Hacker News new | ask | show | jobs
by lynx23 817 days ago
Well, as a blind user, I'd like to point at the OpenAI Vision integration of BeMyEyes! Being able to get fully detailed scene descriptions including OCR and translation all in one package was pretty much a game changer for me.

Not so much kick-ass, but still works nicely: https://github.com/mlang/tracktales -- My MPD track announcer with support for describing album art...

2 comments

This is an example of great AI UX and not sure why it's not upvoted more. It's rare for users to use the term "Game Changer" when it comes to UX.
Can I ask if you think this might make alt text on images obsolete?
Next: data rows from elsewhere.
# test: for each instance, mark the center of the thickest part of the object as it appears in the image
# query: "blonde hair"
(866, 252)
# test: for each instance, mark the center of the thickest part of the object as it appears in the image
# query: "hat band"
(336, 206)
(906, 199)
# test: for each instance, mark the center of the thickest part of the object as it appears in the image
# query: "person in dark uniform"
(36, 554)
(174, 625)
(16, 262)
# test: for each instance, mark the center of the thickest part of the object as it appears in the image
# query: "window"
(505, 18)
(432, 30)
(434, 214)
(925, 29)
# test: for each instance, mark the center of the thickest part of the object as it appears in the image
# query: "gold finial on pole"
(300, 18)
Do you use the alt text where it’s available, or BeMyEyes (I presume you have a choice)?
Those are two different topics. BeMyEyes is a smartphone app which brings your camera and OpenAI vision models together. It is ment to be used to describe/OCR things in your real-world environment.
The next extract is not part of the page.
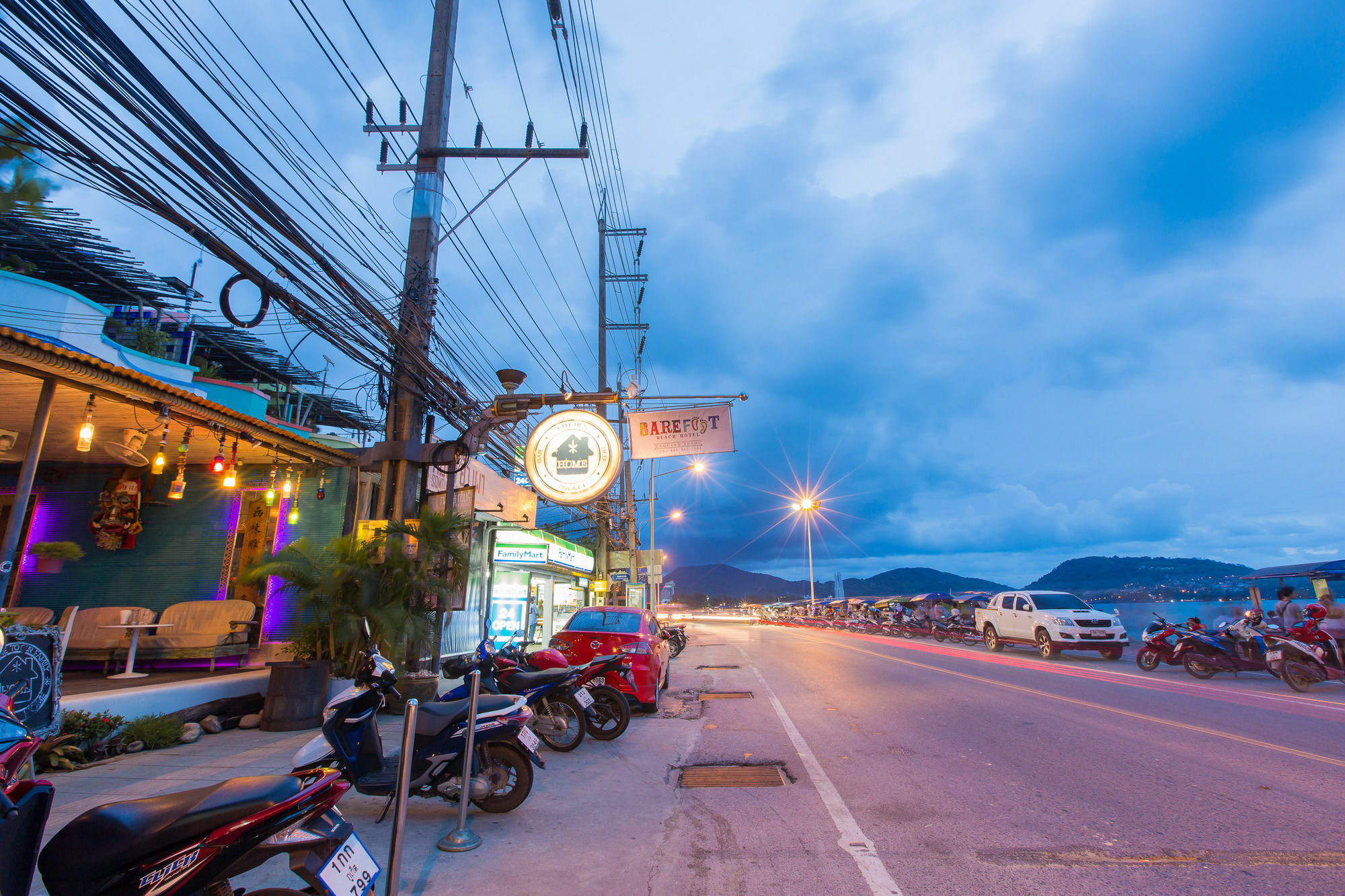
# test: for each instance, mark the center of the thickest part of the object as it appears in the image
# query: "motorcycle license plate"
(350, 872)
(529, 739)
While alt texts could theoretically be replaced by a browser/screen reader functionality that asks a vision model to describe the image, it is a waste of time and energy to have each and every user do it over and over again.

Ah, sorry, got you. The aspect I think about with alt text is that AI is often better than a mediocre human effort, and it is improving all the time. Improving AI will improve the description of all images, even older ones, and therefore you might want to run the current AI on all images, even if they have existing alt text.